Das Werbemärchen vom armen Schuster Bommel

Kennt jemand von Euch Floris van Bommel, liebe Lesergemeinde? Spießer kennt den Mann nur aus der Werbung. Dort wird er als Schuhmacher in der 9. Generation angezeigt, was bedeutet: seit dem Jahre 1734 macht die Familie van Bommel ihre Schuhe. Und noch etwas erkennt der Spießer aus der Werbung: Floris van Bommel muss eine ganz armer Mensch sein.

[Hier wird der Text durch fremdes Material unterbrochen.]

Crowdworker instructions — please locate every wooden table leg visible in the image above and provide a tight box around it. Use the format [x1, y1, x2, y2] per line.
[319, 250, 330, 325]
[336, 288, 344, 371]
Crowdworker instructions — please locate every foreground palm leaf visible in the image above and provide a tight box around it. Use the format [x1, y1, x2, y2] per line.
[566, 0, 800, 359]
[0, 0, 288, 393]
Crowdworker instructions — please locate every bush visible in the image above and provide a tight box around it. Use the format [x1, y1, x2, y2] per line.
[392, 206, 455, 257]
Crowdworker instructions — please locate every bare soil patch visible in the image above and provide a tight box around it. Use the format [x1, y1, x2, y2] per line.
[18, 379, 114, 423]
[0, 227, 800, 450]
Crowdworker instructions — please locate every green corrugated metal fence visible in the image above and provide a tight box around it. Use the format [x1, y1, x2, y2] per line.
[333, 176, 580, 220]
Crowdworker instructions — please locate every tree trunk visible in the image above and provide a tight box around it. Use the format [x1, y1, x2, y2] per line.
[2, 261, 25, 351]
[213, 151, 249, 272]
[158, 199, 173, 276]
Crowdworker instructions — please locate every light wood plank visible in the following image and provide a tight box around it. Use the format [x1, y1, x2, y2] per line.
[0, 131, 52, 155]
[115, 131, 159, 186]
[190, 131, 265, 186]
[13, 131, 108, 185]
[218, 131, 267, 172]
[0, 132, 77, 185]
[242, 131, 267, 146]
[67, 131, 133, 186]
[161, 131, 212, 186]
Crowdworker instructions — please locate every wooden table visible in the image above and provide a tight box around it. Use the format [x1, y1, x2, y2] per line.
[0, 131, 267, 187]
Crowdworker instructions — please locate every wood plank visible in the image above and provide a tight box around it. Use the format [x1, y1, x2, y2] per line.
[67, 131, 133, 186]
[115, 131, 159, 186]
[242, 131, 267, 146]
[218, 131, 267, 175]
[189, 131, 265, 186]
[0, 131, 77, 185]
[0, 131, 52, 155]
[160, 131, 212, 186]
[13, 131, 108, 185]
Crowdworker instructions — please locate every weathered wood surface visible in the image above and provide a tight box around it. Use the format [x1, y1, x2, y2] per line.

Wir kennen alle das alte Kinderlied: „Im Keller ist es duster, da wohnt ein armer Schuster. Er hat kein Licht. Er hat kein Licht. Er kennt die liebe Sonne nicht.“ Beim Schumacher van Bommel erkennt man die Armut daran, dass er im Winter bei Eis und Schnee in bitterer Kälte durch den Wald gegangen ist und dabei keinen wärmenden Mantel getragen hat. Auch keine Mütze, sondern bloß Handschuhe. Und was noch übler ist: Obwohl der Mann selber Schuhe macht, konnte er sich kein Paar Winterschuhe leisten, sondern er lief mit Halbschuhen durch den Schnee. Und weil seine Füße vor Eiseskälte erstarrt waren, hatte er ein wärmendes Feuer entfacht, um sich daran zu erwärmen.

Warum ein Fotograf das im Bilde festgehalten hat, weiß Spießer Alfons nicht. Und wieso Floris van Bommel es sich leisten kann, diese Anzeige zu veröffentlichen, die nicht nur Kosten für Gestaltung, sondern auch für die Schaltung verursacht hat – das bleibt für den Spießer eines dieser mystischen Rätsel in der Werbung.